Forum Moderators: Robert Charlton & goodroi
I need your advice. Let's say you decided to add a component to your site that's best implemented by adding lots (1000's) of algorithmically-generated pages to your site. Let's say they are all technical data tables. These pages, obviously don't carry much weight as far as search engines are concerned, but having them in the right places is *really* what the users of the site need.
How would you do it without angering Google and incurring some sort of crazy penalty? Assuming you do NOT actually need them in Google index (or at least don't care).
I was thinking of the following way: the pages are generated and placed in a special directory /auto-gen-pages/ after which the directory is closed for spidering in robots.txt. Seems like a nice solution, right? Only I have one fear: my site is still going to have links going into this directory. Would some penalizing algorithm then decide that I am up to something no good because I have tons links pointing to a "closed" directory? (Which I assume could be a sign of a commercial redirect or something like that?)
Another way I was thinking was letting them spider the pages, but making sure the links are "nofollow". I am totally honest, right - I don't even want Google to take my own pages into consideration. Then again, I seem to remember a certain excessively powerful individual named "Matt" say something along the lines of that all links marked "nofollow" are considered paid links and treated as such. Well, I am not selling links, I just don't want Google to assign any weight to them! I don't want them to penalize my site for selling links (especially when it's not true!)
Finally, there's the option "just put it out there, don't worry about anything". However, my intuition tells me I am almost certain to get penalized for adding hundreds and even thousands of pages quickly.
Seems like an extremely simple task, yet impossible to come up with a penalty-free solution. It's driving me absolutely mental.
What would YOU do?
Thanks in advance
All you have to do is put the pages in a robots.txt disallowed directory.
Nofollow doesn't carry any penalties or suggest that the link is paid for. It means you don't vouch for a link.
Penalty for linking to a robots.txt disallowd directory? That's just silly.
Nofollow isn't necessarily a good option because if people link to a nofollowed page it'll stil get indexed, especially if you think no one will link to these pages.
General white hat rule of thumb is to use nofollows on outbound links and meta noindex/robots.txt disallow to discount internal pages.
All you have to do is put the pages in a robots.txt disallowed directory.
Google will still index/cache the pages even when disallowed by robots.txt if you are linking to them (this has been discussed many times).
You need to generate each page with a robots meta tag of <meta name="robots" content="noindex,nofollow">
You're worrying too much.
I disagee.
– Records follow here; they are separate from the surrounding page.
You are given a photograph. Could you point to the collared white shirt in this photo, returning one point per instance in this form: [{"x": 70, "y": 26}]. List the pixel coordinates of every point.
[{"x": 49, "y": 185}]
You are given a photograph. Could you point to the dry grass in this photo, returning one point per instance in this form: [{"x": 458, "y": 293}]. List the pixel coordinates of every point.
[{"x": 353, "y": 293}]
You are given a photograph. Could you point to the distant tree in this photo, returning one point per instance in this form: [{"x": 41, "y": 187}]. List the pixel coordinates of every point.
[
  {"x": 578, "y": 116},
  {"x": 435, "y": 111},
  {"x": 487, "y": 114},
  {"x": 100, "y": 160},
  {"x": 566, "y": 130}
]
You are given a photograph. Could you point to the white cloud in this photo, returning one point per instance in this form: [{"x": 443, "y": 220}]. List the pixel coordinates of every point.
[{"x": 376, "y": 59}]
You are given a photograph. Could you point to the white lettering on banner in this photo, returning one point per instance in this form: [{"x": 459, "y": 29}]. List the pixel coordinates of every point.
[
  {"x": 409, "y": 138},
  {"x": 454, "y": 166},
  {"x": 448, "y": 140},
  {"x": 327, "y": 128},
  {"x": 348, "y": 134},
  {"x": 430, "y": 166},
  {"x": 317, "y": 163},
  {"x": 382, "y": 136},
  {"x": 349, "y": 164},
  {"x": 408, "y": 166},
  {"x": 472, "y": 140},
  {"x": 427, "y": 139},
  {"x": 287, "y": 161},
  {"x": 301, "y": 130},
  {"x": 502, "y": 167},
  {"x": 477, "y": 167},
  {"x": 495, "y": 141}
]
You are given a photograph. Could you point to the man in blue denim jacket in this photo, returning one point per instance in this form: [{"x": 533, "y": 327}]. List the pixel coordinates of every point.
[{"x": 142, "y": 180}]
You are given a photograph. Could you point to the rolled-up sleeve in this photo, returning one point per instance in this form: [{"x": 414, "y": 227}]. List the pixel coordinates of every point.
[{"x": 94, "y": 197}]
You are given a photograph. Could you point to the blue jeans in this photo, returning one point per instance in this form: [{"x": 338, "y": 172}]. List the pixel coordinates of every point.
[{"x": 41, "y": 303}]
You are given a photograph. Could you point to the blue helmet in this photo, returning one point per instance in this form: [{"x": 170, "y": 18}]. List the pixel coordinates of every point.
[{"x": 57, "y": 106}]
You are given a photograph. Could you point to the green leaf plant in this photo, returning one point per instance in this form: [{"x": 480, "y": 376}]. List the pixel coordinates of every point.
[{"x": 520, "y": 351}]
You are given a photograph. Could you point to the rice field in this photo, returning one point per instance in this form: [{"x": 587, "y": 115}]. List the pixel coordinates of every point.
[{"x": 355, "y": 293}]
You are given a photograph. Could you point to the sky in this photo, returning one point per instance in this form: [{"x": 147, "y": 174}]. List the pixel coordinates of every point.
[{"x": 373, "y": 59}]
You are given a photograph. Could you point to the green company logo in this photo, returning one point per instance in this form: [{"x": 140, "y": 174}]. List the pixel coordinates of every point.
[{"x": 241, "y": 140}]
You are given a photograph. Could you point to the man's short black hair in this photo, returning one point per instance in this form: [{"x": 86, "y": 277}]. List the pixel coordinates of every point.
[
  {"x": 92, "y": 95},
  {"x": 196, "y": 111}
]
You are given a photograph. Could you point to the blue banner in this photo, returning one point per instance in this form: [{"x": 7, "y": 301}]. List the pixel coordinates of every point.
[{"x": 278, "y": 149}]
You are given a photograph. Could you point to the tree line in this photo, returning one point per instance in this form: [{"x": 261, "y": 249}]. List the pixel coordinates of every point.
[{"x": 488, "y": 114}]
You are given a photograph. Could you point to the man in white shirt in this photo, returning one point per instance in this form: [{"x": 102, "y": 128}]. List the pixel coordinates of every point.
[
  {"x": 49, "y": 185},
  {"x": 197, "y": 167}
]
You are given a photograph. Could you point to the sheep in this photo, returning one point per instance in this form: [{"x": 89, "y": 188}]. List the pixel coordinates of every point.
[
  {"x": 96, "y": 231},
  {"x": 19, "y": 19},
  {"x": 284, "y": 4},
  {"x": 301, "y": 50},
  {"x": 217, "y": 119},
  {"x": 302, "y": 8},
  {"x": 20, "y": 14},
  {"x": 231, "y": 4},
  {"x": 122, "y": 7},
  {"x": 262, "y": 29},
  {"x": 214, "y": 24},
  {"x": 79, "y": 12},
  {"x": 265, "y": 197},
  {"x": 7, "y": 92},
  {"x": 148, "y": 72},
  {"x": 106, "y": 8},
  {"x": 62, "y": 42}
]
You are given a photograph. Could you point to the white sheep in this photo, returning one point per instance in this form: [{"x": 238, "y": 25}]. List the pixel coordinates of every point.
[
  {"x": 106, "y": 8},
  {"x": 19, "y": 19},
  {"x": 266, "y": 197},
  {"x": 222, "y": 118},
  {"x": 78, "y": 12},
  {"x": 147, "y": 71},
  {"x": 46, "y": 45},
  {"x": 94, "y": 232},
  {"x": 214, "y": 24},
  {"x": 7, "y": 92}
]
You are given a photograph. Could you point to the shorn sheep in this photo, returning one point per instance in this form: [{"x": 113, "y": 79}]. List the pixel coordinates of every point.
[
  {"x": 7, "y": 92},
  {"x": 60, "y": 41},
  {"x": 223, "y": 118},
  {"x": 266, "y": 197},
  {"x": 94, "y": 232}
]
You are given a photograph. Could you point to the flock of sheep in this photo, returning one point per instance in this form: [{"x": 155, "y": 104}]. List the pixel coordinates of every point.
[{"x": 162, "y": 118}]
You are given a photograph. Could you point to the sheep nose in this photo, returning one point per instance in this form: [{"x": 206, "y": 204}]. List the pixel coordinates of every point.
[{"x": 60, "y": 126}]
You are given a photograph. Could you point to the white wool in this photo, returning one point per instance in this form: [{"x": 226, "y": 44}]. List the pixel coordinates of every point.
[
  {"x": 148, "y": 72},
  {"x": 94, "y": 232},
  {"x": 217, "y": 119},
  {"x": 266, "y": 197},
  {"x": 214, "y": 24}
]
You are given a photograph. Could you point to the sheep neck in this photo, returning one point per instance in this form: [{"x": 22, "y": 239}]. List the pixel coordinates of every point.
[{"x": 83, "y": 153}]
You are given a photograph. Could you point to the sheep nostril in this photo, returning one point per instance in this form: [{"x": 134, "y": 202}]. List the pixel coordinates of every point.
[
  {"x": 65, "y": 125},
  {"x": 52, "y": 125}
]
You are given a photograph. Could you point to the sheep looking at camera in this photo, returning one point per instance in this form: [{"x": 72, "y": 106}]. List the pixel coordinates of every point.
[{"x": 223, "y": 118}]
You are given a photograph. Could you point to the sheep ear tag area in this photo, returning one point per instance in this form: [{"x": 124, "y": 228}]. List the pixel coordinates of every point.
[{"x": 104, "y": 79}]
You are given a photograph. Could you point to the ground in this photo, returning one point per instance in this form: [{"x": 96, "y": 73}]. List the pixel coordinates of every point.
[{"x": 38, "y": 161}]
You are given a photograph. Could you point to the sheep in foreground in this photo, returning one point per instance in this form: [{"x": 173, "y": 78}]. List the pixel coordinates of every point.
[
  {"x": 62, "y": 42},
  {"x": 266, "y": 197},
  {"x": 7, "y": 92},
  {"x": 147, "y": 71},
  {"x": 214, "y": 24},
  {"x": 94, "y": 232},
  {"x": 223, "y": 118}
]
This is what the 2007 version of Google does to whitehat webmasters. If you try to improve your site, you have to worry about how Google could potentially see your improvement as some sort of spam trick and hence a penalty. It's completely ridiculous IMO, but that's just how it works.
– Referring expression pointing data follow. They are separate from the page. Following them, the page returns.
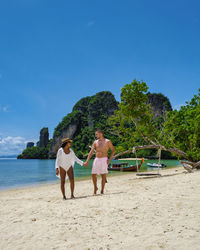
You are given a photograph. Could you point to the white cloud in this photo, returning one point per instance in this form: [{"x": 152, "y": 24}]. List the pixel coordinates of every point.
[
  {"x": 91, "y": 23},
  {"x": 12, "y": 145}
]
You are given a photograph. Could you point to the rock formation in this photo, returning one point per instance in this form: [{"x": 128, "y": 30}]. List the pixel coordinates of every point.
[{"x": 87, "y": 114}]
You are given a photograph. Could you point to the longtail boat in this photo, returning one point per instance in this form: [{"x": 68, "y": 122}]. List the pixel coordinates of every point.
[{"x": 124, "y": 167}]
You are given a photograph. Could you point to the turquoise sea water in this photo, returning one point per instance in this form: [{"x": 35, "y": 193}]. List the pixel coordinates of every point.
[{"x": 18, "y": 173}]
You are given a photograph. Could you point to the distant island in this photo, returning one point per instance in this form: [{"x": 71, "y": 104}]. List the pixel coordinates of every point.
[{"x": 88, "y": 114}]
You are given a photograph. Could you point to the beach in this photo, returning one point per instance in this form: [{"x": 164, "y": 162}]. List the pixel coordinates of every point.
[{"x": 134, "y": 213}]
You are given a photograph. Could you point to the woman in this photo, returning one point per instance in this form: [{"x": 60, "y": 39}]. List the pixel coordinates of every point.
[{"x": 64, "y": 165}]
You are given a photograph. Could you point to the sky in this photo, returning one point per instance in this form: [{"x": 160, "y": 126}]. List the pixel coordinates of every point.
[{"x": 55, "y": 52}]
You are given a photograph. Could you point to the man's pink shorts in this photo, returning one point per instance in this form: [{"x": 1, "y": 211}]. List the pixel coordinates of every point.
[{"x": 100, "y": 166}]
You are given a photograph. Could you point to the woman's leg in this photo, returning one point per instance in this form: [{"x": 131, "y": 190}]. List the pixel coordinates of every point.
[
  {"x": 62, "y": 183},
  {"x": 70, "y": 174}
]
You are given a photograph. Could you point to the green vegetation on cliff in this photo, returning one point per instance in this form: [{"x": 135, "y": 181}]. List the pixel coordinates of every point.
[{"x": 34, "y": 153}]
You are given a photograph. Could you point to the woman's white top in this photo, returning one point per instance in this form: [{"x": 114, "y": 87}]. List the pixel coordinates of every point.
[{"x": 66, "y": 160}]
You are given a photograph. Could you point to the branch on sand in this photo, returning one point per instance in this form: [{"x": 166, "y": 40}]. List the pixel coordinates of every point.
[{"x": 188, "y": 165}]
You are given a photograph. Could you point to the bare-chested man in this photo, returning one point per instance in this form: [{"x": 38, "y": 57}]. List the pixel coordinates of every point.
[{"x": 101, "y": 161}]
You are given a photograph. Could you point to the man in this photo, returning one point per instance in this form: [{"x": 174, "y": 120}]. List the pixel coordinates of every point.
[{"x": 101, "y": 161}]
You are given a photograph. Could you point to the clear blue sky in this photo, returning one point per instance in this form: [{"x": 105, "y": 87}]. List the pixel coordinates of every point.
[{"x": 52, "y": 53}]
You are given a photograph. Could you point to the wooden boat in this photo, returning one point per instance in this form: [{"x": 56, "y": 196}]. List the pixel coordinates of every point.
[
  {"x": 124, "y": 167},
  {"x": 156, "y": 165}
]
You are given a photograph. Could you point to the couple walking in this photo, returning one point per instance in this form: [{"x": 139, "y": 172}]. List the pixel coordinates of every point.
[{"x": 66, "y": 157}]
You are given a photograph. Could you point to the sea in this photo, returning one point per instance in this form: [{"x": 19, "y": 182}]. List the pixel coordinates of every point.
[{"x": 15, "y": 173}]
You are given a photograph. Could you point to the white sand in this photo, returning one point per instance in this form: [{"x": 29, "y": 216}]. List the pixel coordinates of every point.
[{"x": 135, "y": 213}]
Anyway, if you truely don't care about the pages, just use robots.txt to block them to be extra safe. However, by just adding these pages and leaving them wide open (not blocking them w/robots.txt) will also be fine. I don't think you have to worry about a penalty like this. Big sites do not mean higher rankings. It's more about the overall site theme and the theme/trust of inbound links these days that allow you to rank well.
It doesn't matter if Google still indexes it. If you don't link to it you're not losing any link juice to those pages, so the ranking of the rest of your site isn't impacted. That's all that matters. If you see a few url only links in the main index, so what?
"This is what the 2007 version of Google does to whitehat webmasters."
No, that's what webmasters choose to do to themselves.
so why is it that we get slammed in the serps, but sites like ebay which add 1000 times more than we do get higher and higher rankings.
If you don't link to it you're not losing any link juice to those pages, so the ranking of the rest of your site isn't impacted. That's all that matters.
Please re-read the opening post:
Only I have one fear: my site is still going to have links going into this directory. Would some penalizing algorithm then decide that I am up to something no good because I have tons links pointing to a "closed" directory?
Which is laboring over a penalty that doesn't exist.
The right solution here is robots.txt disallow, not META ROBOTS NOINDEX, or REL=NOFOLLOW.
META ROBOTS is more granular and takes more time than putting one disallow in a txt file.
Having urls linger in the SERP does no harm to a site.
Which is laboring over a penalty that doesn't exist.
Seen many sites drop like a rock after adding 1000's of pages all at once. Some have taken quite a time to recover also...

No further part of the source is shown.